Um nicht zu sehr auszuschweifen, sei hier nur ein kurzer Auszug der serienmäßigen Features erwähnt:
i20 Classic – Scheinwerfer mit Licht-aus-Automatik, Zentralverriegelung, höhenverstellbarer Fahrersitz, Drehzahlmesser, ein Audiosystem mit RDS-Radio, CD-Player inklusive MP3-Abspielfunktion, AUX-Zusatzanschluss und vier Lautsprechern.

i20 Comfort – in Wagenfarbe lackierte Türgriffe, elektrisch verstellbare Außenspiegel, getönte Verglasung, 15-Zoll-Bereifung, Klimaanlage mit gekühltem Handschuhfach, elektrische Fensterheber vorn, schlüsselintegrierte Funkfernbedienung für die Zentralverriegelung, Audioanlage mit USB-Zusatzanschluss sowie zwei Kartenleselampen vorne.

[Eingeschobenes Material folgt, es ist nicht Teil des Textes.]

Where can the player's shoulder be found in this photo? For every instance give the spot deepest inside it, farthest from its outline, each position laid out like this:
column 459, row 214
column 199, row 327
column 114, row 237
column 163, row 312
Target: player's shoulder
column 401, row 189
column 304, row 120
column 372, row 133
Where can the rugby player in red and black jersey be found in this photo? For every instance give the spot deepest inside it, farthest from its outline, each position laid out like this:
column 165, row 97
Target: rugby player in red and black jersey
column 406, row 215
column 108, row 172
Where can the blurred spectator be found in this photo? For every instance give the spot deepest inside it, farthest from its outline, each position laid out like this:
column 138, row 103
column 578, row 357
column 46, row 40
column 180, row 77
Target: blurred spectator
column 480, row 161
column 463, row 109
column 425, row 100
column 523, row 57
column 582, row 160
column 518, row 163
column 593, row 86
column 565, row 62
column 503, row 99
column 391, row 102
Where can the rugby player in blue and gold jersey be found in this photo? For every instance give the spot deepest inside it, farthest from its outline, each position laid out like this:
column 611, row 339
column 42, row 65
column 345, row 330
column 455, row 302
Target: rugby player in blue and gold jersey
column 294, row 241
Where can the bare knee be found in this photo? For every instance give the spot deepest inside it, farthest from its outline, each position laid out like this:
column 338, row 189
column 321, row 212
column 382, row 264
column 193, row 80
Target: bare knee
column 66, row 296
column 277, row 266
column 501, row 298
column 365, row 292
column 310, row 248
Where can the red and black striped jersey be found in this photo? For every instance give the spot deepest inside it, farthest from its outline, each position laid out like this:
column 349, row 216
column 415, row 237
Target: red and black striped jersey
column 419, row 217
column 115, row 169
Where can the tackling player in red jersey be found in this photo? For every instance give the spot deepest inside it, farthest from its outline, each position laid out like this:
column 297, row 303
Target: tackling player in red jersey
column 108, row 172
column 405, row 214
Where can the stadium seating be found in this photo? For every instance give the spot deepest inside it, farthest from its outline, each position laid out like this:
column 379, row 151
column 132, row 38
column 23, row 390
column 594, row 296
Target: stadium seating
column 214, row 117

i20 Style – Nebelscheinwerfer, 15-Zoll-Leichtmetallfelgen, serienmäßige Color-Sitze, Metall-Dekor, Klimaautomatik, eine Audioanlage mit sechs Lautsprechern und Lenkradfernbedienung, Bordcomputer, beim Fünftürer elektrische Fensterheber rundum, Leder-Lenkrad sowie -Schalthebel, Alarmanlage und ein Gepäcknetz.

Zahlreiche Extra-Pakete stehen noch zurbeliebigen Individualisierung parat. Ebenso die Metallic- oder Mineraleffekt-Lackierung für 400,- Euro oder ein elektrisch betätigtes Hub-/Schiebedach für 750,- Euro für die Versionen Comfort und Style.